One day, there’s a dad with his three kids at the pool. I am working the slide, and I chat some with the very polite dad as his kids climb up the stairs to the slide. His youngest son is terrified, but he eventually ends up going down. He panics at the bottom, though, and starts drowning. I immediately scoop him up and help him up the stairs.

Normally, we would tell them they can’t go down anymore because of the rules, but I don’t say anything because I don’t know if he can swim and he just got scared. The kid goes back up, still scared, but not as much. I end up having to save him a second time.
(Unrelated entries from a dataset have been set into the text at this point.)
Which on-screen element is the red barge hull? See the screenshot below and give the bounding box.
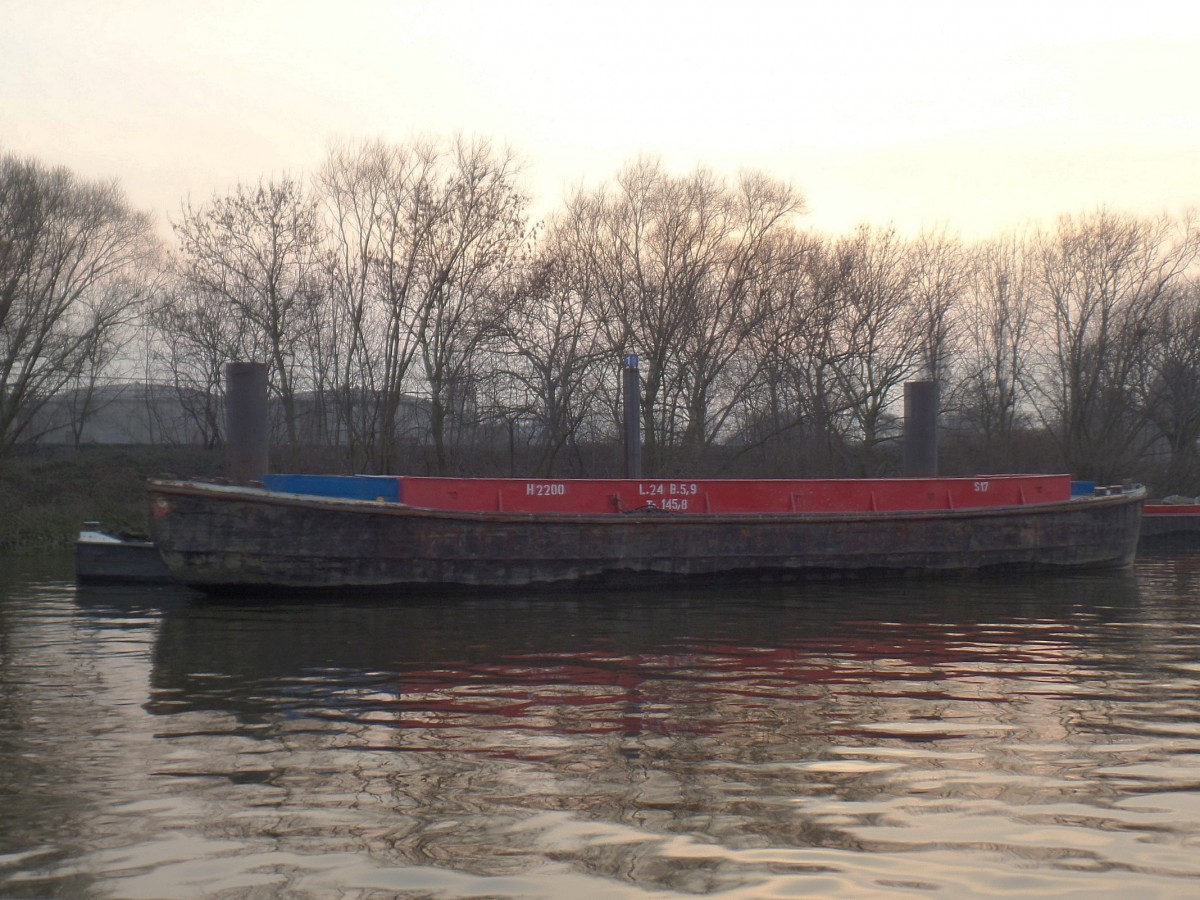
[149,475,1144,592]
[1141,503,1200,538]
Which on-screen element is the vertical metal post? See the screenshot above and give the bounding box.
[226,362,270,484]
[622,353,642,479]
[904,382,937,478]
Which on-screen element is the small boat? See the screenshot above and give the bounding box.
[149,475,1145,593]
[74,522,172,584]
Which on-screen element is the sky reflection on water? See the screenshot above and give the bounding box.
[0,553,1200,898]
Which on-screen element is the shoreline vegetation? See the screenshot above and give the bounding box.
[0,446,224,554]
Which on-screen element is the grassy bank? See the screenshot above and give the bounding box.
[0,446,224,553]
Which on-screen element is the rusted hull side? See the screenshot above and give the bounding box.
[150,482,1141,590]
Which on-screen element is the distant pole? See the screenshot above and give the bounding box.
[622,353,642,478]
[226,362,269,484]
[904,382,937,478]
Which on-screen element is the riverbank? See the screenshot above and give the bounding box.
[0,446,224,553]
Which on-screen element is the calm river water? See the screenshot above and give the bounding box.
[0,552,1200,900]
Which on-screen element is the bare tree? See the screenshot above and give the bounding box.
[500,240,616,476]
[175,178,320,462]
[1036,209,1200,479]
[1130,278,1200,494]
[833,226,926,475]
[554,160,803,472]
[318,142,443,472]
[414,138,529,473]
[0,156,158,456]
[146,277,244,449]
[956,236,1033,469]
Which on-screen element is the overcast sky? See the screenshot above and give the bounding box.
[0,0,1200,238]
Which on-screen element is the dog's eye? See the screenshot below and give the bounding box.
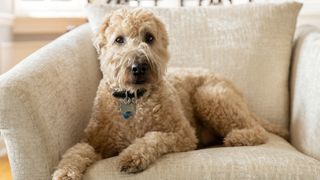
[114,36,124,44]
[144,32,155,44]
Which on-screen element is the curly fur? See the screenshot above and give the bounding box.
[53,9,287,179]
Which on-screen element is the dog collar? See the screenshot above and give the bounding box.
[112,89,146,120]
[112,89,146,99]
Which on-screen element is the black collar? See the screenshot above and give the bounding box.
[112,89,147,99]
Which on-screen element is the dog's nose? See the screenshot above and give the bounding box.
[131,63,148,76]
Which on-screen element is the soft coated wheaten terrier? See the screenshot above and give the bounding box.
[53,9,287,179]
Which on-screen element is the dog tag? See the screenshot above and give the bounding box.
[120,103,136,119]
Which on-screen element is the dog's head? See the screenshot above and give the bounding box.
[95,9,169,91]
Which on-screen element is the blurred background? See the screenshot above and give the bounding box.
[0,0,320,180]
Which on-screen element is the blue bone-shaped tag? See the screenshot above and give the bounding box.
[120,103,136,119]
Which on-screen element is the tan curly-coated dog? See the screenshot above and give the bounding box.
[53,9,287,179]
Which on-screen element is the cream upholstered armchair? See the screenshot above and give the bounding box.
[0,2,320,180]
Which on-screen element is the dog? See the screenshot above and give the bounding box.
[53,8,288,180]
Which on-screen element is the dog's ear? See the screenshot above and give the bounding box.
[93,14,111,54]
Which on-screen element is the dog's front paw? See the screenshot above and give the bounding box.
[119,154,148,173]
[52,168,81,180]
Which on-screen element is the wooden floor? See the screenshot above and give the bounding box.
[0,156,12,180]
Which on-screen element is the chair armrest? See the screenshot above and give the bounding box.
[0,25,101,180]
[290,26,320,160]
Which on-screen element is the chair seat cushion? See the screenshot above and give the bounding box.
[84,134,320,180]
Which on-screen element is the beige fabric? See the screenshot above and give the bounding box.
[87,3,301,126]
[0,25,101,180]
[84,135,320,180]
[290,27,320,160]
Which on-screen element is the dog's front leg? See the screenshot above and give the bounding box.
[119,130,197,173]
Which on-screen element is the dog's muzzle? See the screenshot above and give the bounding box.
[130,57,150,84]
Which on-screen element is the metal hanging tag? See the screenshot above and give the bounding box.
[120,92,136,119]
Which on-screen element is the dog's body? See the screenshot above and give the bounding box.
[53,9,287,179]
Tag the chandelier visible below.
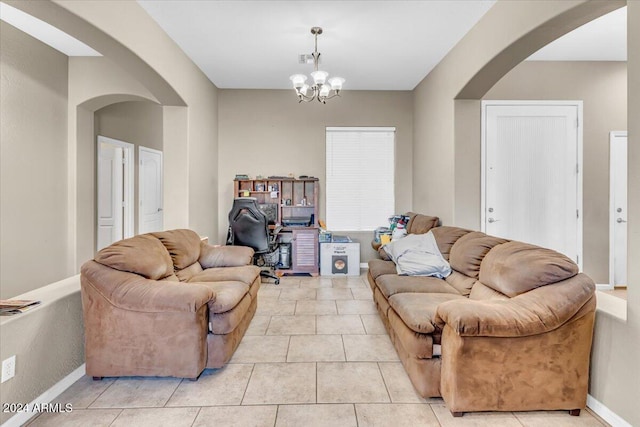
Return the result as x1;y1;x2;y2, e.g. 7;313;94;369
289;27;344;104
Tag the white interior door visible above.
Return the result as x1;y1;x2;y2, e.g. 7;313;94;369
97;142;124;250
138;147;164;234
482;101;582;265
609;132;627;287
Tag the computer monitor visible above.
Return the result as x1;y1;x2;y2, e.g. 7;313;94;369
258;203;278;224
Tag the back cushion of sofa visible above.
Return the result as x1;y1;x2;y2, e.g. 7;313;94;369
176;262;202;282
431;226;471;261
469;280;509;300
407;212;440;234
444;270;476;297
150;229;200;270
449;231;507;279
480;242;578;298
94;234;173;280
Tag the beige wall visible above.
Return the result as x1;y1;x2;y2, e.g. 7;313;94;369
0;22;71;298
478;61;627;283
96;101;163;239
589;1;640;426
216;90;413;262
0;276;84;425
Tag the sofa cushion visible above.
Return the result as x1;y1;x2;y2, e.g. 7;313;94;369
444;270;477;297
376;275;460;298
407;212;440;234
480;242;578;298
150;229;200;270
369;259;397;279
188;265;260;285
176;262;202;282
431;226;471;261
388;308;435;359
94;234;173;280
209;294;251;335
389;293;466;334
196;282;249;313
469;281;509;300
449;231;507;279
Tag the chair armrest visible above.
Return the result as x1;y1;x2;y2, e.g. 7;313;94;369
198;243;254;269
81;272;216;313
434;274;595;337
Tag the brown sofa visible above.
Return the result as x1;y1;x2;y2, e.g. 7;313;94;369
80;230;260;379
368;227;596;416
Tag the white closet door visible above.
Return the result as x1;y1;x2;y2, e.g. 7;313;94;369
138;147;164;234
97;143;124;250
483;101;582;263
609;132;628;287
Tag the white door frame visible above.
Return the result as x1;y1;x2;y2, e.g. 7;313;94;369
94;135;135;244
138;146;164;232
598;131;629;290
480;100;584;271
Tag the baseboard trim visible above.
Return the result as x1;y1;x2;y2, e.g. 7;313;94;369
587;394;632;427
1;363;86;427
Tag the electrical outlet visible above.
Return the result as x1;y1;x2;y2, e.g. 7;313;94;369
1;355;16;382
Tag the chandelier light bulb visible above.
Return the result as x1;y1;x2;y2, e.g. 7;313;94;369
320;84;331;97
289;74;307;89
329;77;344;90
311;71;329;85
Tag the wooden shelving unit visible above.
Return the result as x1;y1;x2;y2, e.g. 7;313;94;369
233;178;320;275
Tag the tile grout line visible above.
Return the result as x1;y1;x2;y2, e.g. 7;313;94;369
161;378;184;408
191;406;202;427
109;408;124;426
238;363;256;407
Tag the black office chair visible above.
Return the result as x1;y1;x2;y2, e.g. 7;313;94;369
227;197;282;285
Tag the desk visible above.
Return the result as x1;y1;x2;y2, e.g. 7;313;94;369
278;227;319;276
234;177;320;276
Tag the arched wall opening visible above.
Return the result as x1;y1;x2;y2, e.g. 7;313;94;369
413;1;640;425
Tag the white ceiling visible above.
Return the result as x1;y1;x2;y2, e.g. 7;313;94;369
528;7;627;61
138;0;626;90
138;0;494;90
0;0;627;90
0;2;102;56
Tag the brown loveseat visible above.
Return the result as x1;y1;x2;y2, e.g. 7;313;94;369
369;227;596;416
80;230;260;379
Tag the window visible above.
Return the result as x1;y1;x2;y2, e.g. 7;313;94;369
326;127;396;231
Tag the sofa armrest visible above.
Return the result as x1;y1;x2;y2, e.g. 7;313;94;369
434;274;595;337
198;243;254;269
81;267;216;313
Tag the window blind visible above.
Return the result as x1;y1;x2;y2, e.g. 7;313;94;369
326;128;395;231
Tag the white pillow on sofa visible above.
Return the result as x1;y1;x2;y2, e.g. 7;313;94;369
383;231;451;279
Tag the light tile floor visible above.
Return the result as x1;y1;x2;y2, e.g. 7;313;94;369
28;275;606;427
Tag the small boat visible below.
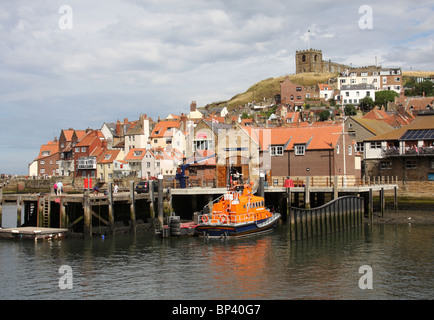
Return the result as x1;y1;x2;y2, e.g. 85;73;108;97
196;183;280;237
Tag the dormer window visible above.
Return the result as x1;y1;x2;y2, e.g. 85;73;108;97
270;146;283;156
294;144;306;156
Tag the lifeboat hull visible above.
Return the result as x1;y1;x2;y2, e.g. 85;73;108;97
196;213;280;238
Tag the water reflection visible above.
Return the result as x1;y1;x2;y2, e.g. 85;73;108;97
0;205;434;299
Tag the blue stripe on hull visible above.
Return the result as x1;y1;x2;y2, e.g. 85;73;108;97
196;215;278;237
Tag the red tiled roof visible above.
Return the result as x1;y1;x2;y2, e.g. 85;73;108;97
98;149;121;163
36;141;59;160
150;121;181;138
124;148;146;161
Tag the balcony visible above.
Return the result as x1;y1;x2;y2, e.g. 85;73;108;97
382;147;434;157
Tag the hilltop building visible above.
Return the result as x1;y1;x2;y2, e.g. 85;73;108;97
295;49;349;73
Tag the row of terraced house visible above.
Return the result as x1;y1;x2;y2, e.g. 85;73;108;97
29;90;434;186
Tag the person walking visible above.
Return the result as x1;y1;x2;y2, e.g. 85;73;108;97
57;181;63;196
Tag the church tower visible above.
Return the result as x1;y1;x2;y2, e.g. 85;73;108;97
295;49;323;73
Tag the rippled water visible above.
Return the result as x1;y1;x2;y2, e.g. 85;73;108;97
0;205;434;300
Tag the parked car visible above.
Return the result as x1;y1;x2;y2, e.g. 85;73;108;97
135;180;158;193
136;180;149;193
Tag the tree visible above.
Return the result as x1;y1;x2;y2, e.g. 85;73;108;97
344;104;357;116
319;110;330;121
360;97;375;111
375;90;399;106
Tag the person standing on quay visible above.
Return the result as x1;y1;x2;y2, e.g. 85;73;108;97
57;181;63;196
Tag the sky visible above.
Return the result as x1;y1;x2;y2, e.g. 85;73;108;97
0;0;434;175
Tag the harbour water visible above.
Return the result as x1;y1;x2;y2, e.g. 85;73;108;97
0;205;434;300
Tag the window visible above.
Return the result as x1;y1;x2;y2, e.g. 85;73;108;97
294;145;306;156
380;160;392;170
371;142;381;149
405;160;417;169
270;146;283;156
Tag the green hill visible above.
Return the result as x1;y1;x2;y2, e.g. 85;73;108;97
205;73;336;111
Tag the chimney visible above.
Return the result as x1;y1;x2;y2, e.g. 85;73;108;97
116;120;122;137
190;101;196;112
181;113;187;131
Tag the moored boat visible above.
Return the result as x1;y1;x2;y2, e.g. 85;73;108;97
196;184;280;237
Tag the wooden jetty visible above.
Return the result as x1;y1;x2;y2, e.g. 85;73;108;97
0;176;398;237
0;227;68;241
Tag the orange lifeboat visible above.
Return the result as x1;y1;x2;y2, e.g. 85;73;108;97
196;184;280;237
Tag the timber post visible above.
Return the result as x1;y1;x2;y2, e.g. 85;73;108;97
17;196;23;228
0;188;3;228
83;189;92;238
304;177;310;209
108;182;115;234
158;174;164;230
259;171;265;198
130;181;136;232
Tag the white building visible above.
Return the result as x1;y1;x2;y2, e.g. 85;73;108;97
340;84;375;105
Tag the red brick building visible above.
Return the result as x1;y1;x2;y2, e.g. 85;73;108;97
74;129;104;177
36;139;60;177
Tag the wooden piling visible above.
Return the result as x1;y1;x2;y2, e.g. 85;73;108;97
304;177;310;209
368;189;374;224
17;196;23;227
59;197;66;229
0;189;3;228
130;181;136;232
83;190;92;238
158;174;164;230
258;172;265;198
380;188;386;218
108;182;115;234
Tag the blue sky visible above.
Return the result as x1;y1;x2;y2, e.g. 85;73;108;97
0;0;434;174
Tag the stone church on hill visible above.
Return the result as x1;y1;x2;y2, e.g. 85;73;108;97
295;49;350;73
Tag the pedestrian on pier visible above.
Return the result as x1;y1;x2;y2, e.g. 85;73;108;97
57;181;63;196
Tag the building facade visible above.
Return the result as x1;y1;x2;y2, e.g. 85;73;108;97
295;49;349;73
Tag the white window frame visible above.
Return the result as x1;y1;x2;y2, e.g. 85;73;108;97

I tell the dad, “Hey, your son needs to be able to swim on his own for this ride. He can go again a third time, but if I have to save him, he won’t be able to go down anymore.”

The dad blows up. He starts cussing at me and telling me I’m not doing my job correctly, and meanwhile, his kid is going down the slide for a third time. I am ignoring the dad at this point, and I scoop up the kid who is drowning for the third time in a row. The dad starts yelling at his kid, too.

He says, “You’re gonna have to handle your own s*** because she doesn’t give a f*** about you!”

I just kind of stare at him, like, yeah, I just saved your drowning six-year-old son, but I don’t care at all? The guy ends up going to my managers about it, who tell him I did exactly what I was supposed to. Good times.